Von der Verrechnung ausgeschlossen sind Programme, die den Tatsachen nicht entsprechen.

Abschnitt IV Ziffer 4 Abs. 5 A-VPA (2006) hat folgenden Wortlaut:

Soweit ein Programm nicht den Tatsachen entspricht, ist die GEMA berechtigt, Programme des betroffenen Veranstalters bzw. des nach Abschnitt III Ziff. 3 b) zur Programmabgabe Befugten von der Verrechnung eines Geschäftsjahrs zurückzustellen, bis der Veranstalter bzw. der Bezugsberechtigte die Richtigkeit der darin enthaltenen Angaben nachgewiesen hat. Dasselbe gilt, soweit begründete Zweifel an der Richtigkeit von wesentlichen Programmbestandteilen bestehen. Die GEMA benachrichtigt den Veranstalter bzw.

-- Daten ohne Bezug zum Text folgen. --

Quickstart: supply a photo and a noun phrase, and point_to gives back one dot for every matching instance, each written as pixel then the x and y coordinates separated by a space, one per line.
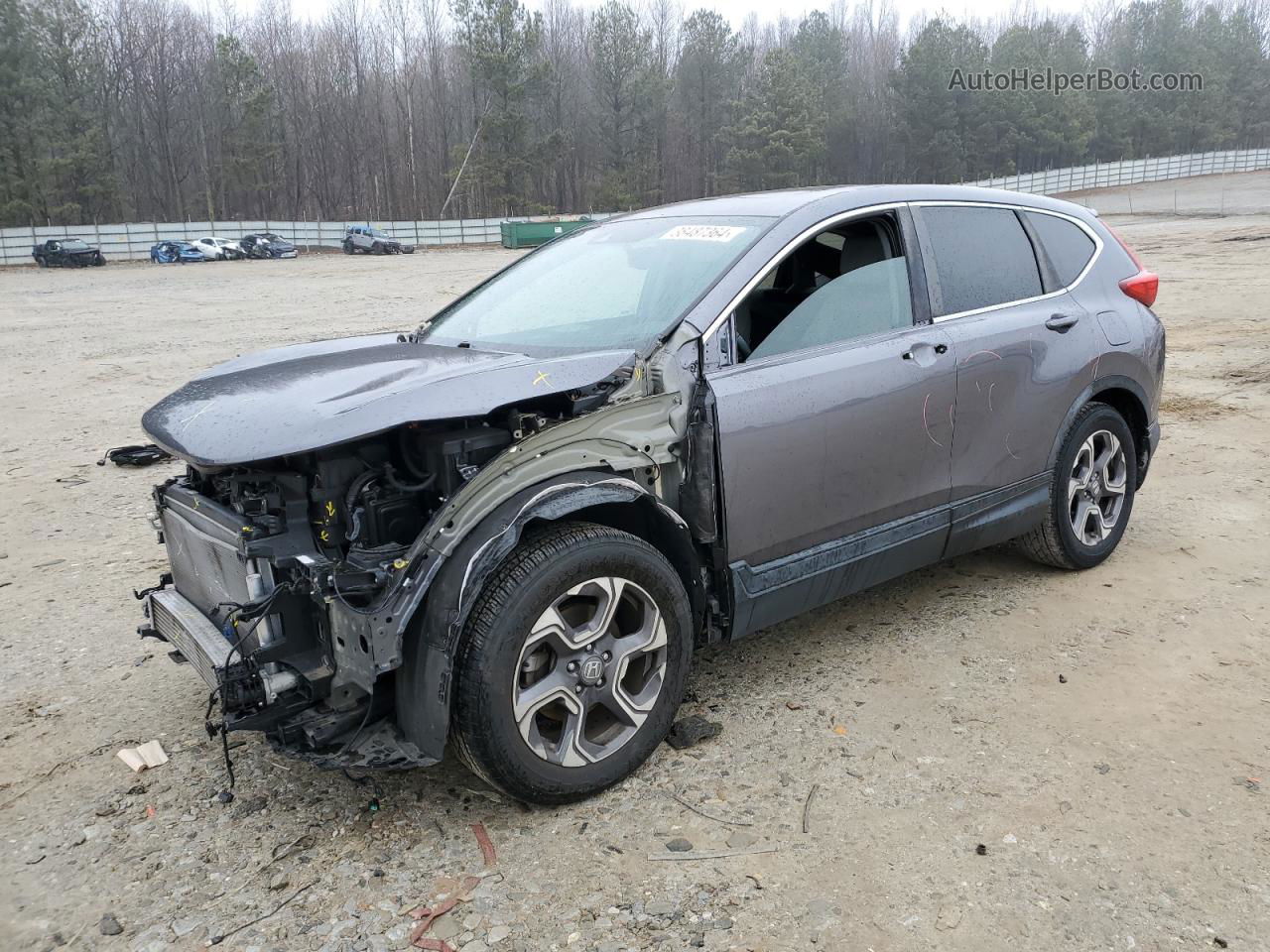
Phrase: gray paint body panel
pixel 309 397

Bezugsberechtigten bis zum Abrechnungstermin von der Zurückstellung und fordert ihn auf, den Nachweis zu erbringen. Wird dieser nicht innerhalb von sechs Monaten nach der Benachrichtigung erbracht, sind die zurückgehaltenen Programme von der Verrechnung ausgeschlossen.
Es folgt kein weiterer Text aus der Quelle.